I designed the project after looking at ideas on the internet.
The sides of the frame is 30″ tall with a 5-degree angle. It is 15-1/2″ wide at the base and narrows to 10-1/2″ at the top.
The front and rear are 12-1/2″ wide at top and bottom.
The seat measures 15-1/2″ wide by 12″ deep and 1-3/4″ tall.
The frame is 8/4 maple, assembled with twenty mortise and tenon joints. The angled mortises were created with a 5-degree plywood jig fixture on my drill press. The mortises were created using a 1″ forstner bit to make the initial cut, then cleaned up with a 3/4″ bench chisel and a 1/4″ mortise chisel. The tenons were cut on the table saw. After the glue cured on the frame, I routed all edges with a 3/4″ round over bit in a hand-held router.
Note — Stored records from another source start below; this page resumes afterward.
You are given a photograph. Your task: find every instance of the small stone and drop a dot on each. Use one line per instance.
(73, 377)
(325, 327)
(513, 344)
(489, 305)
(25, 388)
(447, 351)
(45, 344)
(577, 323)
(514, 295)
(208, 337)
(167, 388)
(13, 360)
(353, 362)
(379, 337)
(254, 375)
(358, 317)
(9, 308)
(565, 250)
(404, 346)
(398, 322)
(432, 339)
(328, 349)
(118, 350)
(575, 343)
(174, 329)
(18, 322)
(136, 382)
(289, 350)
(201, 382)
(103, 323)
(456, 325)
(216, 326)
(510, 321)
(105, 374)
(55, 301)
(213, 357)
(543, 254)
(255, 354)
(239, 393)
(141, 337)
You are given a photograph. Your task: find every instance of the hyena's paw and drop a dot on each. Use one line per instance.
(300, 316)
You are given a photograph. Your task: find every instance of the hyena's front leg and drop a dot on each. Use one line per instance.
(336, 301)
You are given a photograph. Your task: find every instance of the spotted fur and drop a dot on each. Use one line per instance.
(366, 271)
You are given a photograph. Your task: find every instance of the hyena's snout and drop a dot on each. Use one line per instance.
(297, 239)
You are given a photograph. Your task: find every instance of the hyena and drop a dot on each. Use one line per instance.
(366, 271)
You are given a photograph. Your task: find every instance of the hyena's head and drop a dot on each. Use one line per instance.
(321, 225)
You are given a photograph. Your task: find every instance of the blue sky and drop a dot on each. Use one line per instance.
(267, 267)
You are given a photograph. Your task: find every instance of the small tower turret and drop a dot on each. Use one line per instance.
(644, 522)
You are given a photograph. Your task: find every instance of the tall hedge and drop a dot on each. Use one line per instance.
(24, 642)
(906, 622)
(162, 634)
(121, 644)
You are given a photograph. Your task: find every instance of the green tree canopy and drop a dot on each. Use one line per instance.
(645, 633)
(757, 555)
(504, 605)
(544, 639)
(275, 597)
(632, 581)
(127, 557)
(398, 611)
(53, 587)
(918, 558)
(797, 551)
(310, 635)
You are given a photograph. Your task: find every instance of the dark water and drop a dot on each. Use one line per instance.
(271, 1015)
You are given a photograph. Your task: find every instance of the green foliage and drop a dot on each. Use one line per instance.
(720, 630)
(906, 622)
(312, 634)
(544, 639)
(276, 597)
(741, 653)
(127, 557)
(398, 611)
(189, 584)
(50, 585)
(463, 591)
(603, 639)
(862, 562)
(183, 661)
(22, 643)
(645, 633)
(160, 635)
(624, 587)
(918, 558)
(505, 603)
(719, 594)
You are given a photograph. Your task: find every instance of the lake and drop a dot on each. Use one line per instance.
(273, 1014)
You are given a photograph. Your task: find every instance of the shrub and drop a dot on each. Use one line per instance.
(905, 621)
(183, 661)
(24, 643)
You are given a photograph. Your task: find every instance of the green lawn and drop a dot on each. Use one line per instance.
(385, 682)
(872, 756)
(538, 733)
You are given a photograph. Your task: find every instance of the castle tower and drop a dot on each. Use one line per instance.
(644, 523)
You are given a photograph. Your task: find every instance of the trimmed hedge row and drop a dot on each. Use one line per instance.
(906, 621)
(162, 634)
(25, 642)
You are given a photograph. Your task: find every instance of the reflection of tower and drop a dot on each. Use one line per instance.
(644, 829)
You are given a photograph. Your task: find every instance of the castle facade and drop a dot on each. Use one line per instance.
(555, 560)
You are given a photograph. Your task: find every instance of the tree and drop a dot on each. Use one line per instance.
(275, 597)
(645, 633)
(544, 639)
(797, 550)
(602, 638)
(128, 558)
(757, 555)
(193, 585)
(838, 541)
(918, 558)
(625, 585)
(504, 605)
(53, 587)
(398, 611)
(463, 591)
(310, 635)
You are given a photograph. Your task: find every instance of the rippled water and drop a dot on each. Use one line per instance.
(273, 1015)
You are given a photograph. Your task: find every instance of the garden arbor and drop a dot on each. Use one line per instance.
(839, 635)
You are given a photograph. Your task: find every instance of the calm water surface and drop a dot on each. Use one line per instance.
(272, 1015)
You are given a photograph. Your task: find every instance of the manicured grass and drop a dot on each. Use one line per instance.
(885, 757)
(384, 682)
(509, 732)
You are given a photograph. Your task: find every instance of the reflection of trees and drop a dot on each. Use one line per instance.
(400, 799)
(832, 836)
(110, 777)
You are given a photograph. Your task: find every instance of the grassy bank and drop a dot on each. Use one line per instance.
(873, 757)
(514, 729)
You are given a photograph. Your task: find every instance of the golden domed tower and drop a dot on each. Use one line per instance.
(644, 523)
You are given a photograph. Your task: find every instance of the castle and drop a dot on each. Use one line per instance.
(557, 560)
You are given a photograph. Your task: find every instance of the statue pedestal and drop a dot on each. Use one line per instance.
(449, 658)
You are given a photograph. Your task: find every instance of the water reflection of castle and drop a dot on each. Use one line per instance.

The top was laminated from 3/4″ birch, 1/2″ walnut and 1/2″ spalted maple. After curing and trimming to final size, I used a 1/2′ round over bit on my router table to form the sides. I contoured the seat using an angle grinder with a 60-grit flap wheel and a 5″ random-orbit sander with 60, 100 and 120 grit discs. While the spalted maple was on top, I wanted to expose the walnut and a bit of the birch for contrast (I think next time I will use 1/4″ thick boards in various species for a more striated look).
The project took 16 hours over Saturday and Sunday and was a great, fun challenge.
This was a great idea… taking a “simple” item and letting people do their own thing. As seen it has spawned a lot of great designs and builds. Thanks for a project that was a mental and skill builder.